Skip site navigation (1) Skip section navigation (2)

database schema quality survey & postgresql pitfalls

From: Fabien COELHO <coelho(at)cri(dot)ensmp(dot)fr>
To: PostgreSQL Developers <pgsql-hackers(at)postgresql(dot)org>
Subject: database schema quality survey & postgresql pitfalls
Date: 2012-01-23 10:55:39
Message-ID: alpine.DEB.2.02.1201231152010.3160@localhost6.localdomain6 (view raw or flat)
Thread:
Lists: pgsql-hackers
Dear pgdevs,

I've just completed the final version of a survey of database schema quality in
open source software. The survey covers 512 projects which use MySQL and/or
PostgreSQL for storing their data. Automatic analyses are performed by querying
the information schema. Statistical validations are computed on the results.

Here are some findings of specific interest to the list.


About MySQL vs PostgreSQL usage:

  - MySQL is much more often used than PostgreSQL... not a surprise.

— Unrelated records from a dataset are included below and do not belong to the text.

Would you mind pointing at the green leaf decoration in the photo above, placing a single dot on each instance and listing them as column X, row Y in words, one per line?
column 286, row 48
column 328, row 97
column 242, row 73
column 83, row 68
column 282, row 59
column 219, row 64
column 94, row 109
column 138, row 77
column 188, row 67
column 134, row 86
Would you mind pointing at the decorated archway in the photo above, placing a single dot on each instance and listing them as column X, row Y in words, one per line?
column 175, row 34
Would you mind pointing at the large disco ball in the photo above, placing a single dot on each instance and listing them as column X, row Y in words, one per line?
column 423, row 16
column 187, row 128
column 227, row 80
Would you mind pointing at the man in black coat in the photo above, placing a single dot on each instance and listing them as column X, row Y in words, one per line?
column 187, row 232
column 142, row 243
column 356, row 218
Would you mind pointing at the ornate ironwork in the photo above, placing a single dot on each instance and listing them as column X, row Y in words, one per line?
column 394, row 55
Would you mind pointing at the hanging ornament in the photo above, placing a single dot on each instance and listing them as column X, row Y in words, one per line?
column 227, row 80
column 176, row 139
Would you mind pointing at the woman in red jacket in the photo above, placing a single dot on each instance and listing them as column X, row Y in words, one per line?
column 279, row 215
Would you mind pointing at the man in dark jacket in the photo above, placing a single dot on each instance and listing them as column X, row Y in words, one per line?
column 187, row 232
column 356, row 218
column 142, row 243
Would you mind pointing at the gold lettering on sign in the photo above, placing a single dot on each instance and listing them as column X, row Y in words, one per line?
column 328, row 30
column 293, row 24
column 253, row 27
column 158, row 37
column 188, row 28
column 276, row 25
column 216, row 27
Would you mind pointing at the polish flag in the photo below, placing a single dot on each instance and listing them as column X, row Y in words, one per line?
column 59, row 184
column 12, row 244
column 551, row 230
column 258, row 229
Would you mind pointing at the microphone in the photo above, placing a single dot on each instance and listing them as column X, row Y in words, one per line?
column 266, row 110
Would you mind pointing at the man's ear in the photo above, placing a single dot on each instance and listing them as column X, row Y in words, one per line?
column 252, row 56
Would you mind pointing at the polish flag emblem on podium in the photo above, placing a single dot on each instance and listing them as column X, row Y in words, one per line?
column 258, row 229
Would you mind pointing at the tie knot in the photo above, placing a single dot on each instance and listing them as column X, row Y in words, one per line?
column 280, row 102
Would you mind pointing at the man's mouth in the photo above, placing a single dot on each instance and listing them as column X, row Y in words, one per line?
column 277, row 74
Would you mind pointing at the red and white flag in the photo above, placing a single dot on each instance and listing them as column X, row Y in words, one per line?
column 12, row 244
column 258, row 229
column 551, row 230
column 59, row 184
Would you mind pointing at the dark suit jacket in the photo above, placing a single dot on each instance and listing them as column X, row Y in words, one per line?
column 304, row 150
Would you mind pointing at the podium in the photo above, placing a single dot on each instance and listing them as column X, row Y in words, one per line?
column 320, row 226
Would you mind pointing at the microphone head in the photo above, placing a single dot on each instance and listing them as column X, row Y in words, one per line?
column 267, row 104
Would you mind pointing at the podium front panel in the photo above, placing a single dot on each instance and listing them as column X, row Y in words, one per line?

  - Even for projects which seems to support PostgreSQL, this support is often
    an afterthough and not necessarily functional. For instance, you may find
    MySQL-specific syntax in the PostgreSQL-specific script, which were clearly
    never tested.

  - Projects which use PostgreSQL statistically have a better quality compared
    to projects which use MySQL. However, the difference is mostly due to
    issues with MySQL.

  - Projects which use PostgreSQL are more often maintained than projects
    with MySQL.


Some features or default behavior of PostgreSQL seem especially error-prone:

  - SERIAL attributes seem to be considered automatically as a primary key,
    so that the primary key declaration is often forgotten.

    This suggests that:

    * the documentation should insist on the potential issue.

    * a WARNING should be displayed when SERIAL is used without an associated
      PRIMARY KEY, or possibly UNIQUE. It should be very rare to desire a
      SERIAL which is not a PK, so this is worth a warning.

  - when loading a schema definition from an SQL script, the default behavior of
    "psql" is to ignore errors and go on.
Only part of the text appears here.